The latter is a brave statement, and referring to it as ‘my superpower… ain’t no disability’ could be a powerful affirmation for anyone with mental health issues. Only Kanye is so deep into his own issues that he doesn’t leave himself much room for empathy.

And the next track is just ugly, by any measure. Arrogance, lust, objectification of women - in ‘All Mine’ Kanye gives voice to all his worst excesses. Even if the track is deliberately placed to contrast with some of the other quite different messages, it is still gratuitous and unpleasant.

Kanye works quickly and the proof is in how current these songs are. In fact it seems they were only written in the wake of his recent outbursts on Trump and slavery, as he acknowledges the latter in ‘Wouldn’t Leave’. With a catchy little soul hook by up-and-coming Canadian rap-singer Partynextdoor, it’s a sign that Kanye hasn’t lost his famed production touch. Still in his own verse, no sooner does Kanye raise the slavery issue than he sidesteps it, turning the focus instead onto how his indiscretion has affected his personal life, with his wife worrying it might bring down the West-Kardashian empire. And that self-absorption carries through pretty much to the end of the album, though that may not be how Kanye intended it.

The final song, ‘Violent Crimes’, finds him thinking about his two young daughters, worrying about the ‘pervs on the net’ and fretting over the kind of sexual objectification he himself indulges in elsewhere on the record.

I assume the objectionable ‘All Mine’ is deliberately intended as a set up for this, and in that context it’s almost justified. Yet this final track fails to be as powerful or redemptive as it ought to because in the end, like the rest of this album, it’s all about Kanye. What the daughters themselves might want or who they might become barely enters the frame.

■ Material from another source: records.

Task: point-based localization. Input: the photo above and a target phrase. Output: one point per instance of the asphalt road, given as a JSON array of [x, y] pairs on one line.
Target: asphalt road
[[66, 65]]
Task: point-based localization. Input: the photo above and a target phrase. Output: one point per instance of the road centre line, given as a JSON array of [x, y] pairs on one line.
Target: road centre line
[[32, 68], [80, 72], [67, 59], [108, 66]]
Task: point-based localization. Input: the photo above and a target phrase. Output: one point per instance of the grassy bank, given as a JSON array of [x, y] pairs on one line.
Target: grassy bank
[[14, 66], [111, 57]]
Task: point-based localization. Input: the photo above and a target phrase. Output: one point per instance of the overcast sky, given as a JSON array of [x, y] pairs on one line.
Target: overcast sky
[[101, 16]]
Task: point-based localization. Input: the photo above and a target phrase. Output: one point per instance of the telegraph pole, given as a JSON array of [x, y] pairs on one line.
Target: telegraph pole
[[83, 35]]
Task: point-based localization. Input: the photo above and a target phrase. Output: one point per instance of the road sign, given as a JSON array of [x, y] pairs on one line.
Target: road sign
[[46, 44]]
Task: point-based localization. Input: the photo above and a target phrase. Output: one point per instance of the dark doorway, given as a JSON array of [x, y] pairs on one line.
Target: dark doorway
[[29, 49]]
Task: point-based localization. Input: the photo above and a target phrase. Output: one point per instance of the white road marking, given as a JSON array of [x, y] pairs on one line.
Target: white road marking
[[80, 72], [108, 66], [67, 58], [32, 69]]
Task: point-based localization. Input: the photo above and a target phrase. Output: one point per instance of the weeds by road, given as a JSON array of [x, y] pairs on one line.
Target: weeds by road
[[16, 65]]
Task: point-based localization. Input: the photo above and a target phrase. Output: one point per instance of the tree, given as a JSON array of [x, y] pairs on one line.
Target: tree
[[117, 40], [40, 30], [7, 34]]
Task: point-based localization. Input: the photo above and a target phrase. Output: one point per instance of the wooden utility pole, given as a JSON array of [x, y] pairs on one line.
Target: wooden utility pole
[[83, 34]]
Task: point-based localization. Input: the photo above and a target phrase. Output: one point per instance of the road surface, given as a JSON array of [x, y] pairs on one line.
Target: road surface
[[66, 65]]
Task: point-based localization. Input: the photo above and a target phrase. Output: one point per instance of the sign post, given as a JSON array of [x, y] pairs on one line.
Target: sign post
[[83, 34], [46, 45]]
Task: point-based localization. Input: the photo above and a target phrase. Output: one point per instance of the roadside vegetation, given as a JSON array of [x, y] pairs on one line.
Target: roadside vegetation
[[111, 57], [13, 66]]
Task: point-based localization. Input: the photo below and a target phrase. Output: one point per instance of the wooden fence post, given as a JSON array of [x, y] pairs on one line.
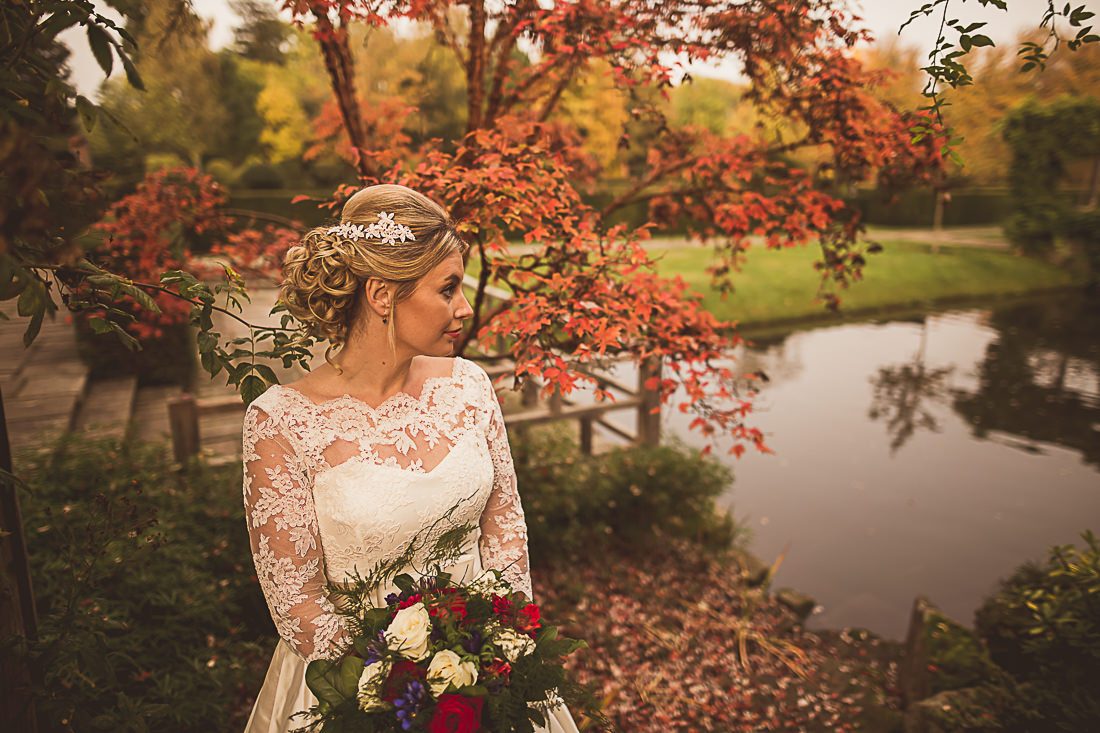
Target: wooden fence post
[[184, 418], [649, 425]]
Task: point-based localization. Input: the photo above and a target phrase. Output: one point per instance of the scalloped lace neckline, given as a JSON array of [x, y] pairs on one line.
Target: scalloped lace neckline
[[426, 390]]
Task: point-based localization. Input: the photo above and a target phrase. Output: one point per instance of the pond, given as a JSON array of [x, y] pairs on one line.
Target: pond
[[920, 456]]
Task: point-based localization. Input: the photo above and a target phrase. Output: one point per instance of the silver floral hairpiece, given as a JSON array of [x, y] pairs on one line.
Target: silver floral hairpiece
[[385, 229]]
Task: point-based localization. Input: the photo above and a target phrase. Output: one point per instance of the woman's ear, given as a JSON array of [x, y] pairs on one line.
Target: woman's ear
[[377, 295]]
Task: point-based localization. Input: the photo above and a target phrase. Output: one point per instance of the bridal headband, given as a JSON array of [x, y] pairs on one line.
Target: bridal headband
[[385, 229]]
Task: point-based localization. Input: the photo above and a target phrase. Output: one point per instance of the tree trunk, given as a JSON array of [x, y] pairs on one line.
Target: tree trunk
[[17, 599], [341, 68], [1095, 185]]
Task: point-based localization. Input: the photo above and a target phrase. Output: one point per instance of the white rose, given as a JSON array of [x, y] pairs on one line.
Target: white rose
[[407, 633], [447, 667], [514, 645], [370, 685]]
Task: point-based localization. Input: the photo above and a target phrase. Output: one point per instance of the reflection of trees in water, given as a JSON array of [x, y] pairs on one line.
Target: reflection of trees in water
[[1032, 381], [778, 357], [903, 394]]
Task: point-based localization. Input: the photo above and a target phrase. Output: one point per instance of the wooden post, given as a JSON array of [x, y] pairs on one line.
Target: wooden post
[[17, 599], [184, 418], [586, 436], [649, 425]]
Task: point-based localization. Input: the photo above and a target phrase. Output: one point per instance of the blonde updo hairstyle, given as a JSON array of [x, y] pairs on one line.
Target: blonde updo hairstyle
[[323, 275]]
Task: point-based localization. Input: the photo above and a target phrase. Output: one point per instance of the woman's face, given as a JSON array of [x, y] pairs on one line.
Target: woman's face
[[437, 306]]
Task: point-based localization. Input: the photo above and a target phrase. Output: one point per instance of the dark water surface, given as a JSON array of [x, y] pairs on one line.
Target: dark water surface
[[928, 456]]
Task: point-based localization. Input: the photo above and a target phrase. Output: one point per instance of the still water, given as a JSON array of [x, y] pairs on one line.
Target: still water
[[926, 456]]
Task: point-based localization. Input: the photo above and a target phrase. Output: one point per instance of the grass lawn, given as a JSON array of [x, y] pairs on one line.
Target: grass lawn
[[780, 285]]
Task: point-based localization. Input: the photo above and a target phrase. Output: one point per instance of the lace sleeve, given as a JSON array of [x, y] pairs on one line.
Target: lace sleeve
[[278, 507], [503, 527]]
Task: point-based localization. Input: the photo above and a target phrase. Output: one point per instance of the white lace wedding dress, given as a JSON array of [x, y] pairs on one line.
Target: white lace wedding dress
[[339, 484]]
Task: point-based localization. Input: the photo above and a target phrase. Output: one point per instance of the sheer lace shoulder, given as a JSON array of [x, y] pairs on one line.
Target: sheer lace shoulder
[[363, 479], [283, 531], [503, 524]]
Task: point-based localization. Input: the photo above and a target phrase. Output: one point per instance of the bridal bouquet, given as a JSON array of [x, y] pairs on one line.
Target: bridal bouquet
[[441, 656]]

At the album’s lavish launch last week in Jackson Hole, Wyoming, Kanye explained to veteran hip-hop deejay Big Boy that he had called the album Ye not because it was an abbreviation of his own name as one might assume, but because it was the was most commonly used word in the Bible, meaning ‘you’, or everyone. The album, he said, was supposed to be a reflection of all its listeners.

A noble intention, yet in the end it is just one individual I find reflected in these tracks, and for the most part he sounds isolated and confused.